Two years later, this summer, Jenn messaged me but I didn't reply. What took so long to come to your senses? I know all those drugs will never fill the void that I once did. No one will ever be the light in the room as she remembers me to do. Another person I forgot to mention is Selena, now we were all friends at one point. I met Selena in high school, we were friends about three or four years at that point. It was odd because I always felt like the second option to her. Again another story to write one day. What threw me off is that when I came back to Seattle those two weeks, she was still talking to me. I remember vividly texting her on her birthday because I was finally settled into my new place in Portland. She read it, no reply. Another one towards the end of the month. Once again, read and left it on read. Always watched my stories, so it was awkward. After some time, I saw videos of Selena and Jenn just taking shots together. I felt betrayed because they never liked each other when I first introduced them. Selena never liked Jenn for the way she treated me. How she always did foul shit and Selena always saying she just wanted to fight Jenn. My following birthday that year, on the day of, Selena just unfollowed me on all social media after she made references to my old situation when I was left stranded. Guess who reacted and laughed at it? Jenn and Selena's boyfriend.
I don't understand.
Uyen and I talked about this a couple months ago when I came to visit her. She told me how fucked up it all is that they literally became friends to watch me fail. And were just laughing at my downfall. Ironic, isn't it? How do you talk about not liking someone and be laid up at their house calling each other best friends?

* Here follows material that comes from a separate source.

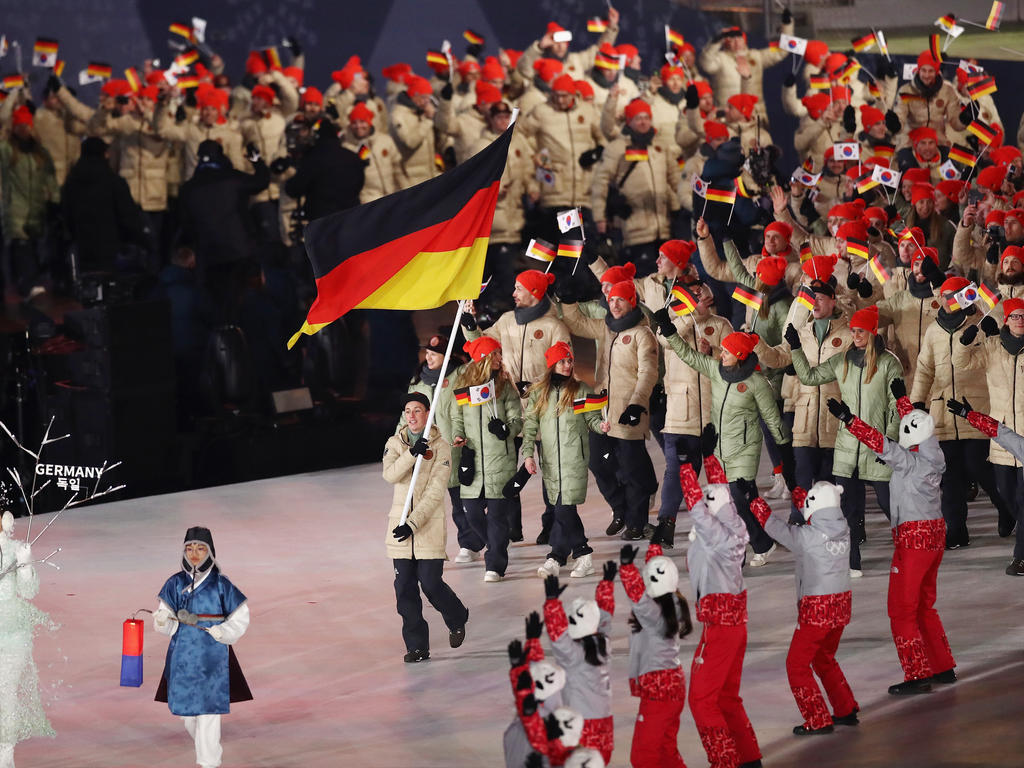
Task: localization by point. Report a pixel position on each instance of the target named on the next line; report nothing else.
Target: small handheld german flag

It feels almost freeing to finally speak on my side of the story. For a long time I didn't want to talk about it, I didn't want to think about the pain, I took years to put away. And there's so much I still haven't said. I want to be angrier, petty and get revenge but what loss did I really lose when those people weren't as valuable as I wanted and thought of them to be?
They might think they're freed from me but I am finally free from them. It was exhausting loving them. Selena was right about one thing: "you helped a lot of people and those people probably didn't even thank you."
That speaks volume.
How many people did I help, I fed, helped them get back on their feet, and literally healed? While they just watched me suffered and laughed. Who kicked me down even further while I was already down. I think I've suffered enough. The only suffering now is people have to mourn the old me. Do they think years will equate to an apology I wasn't given? No one will continue to get the same me twice. Had I focus on myself instead of others emotions and my emotions for them, I would've been further in this life.
I regret nothing but believing that those people could ever be genuine. I don't think they are capable.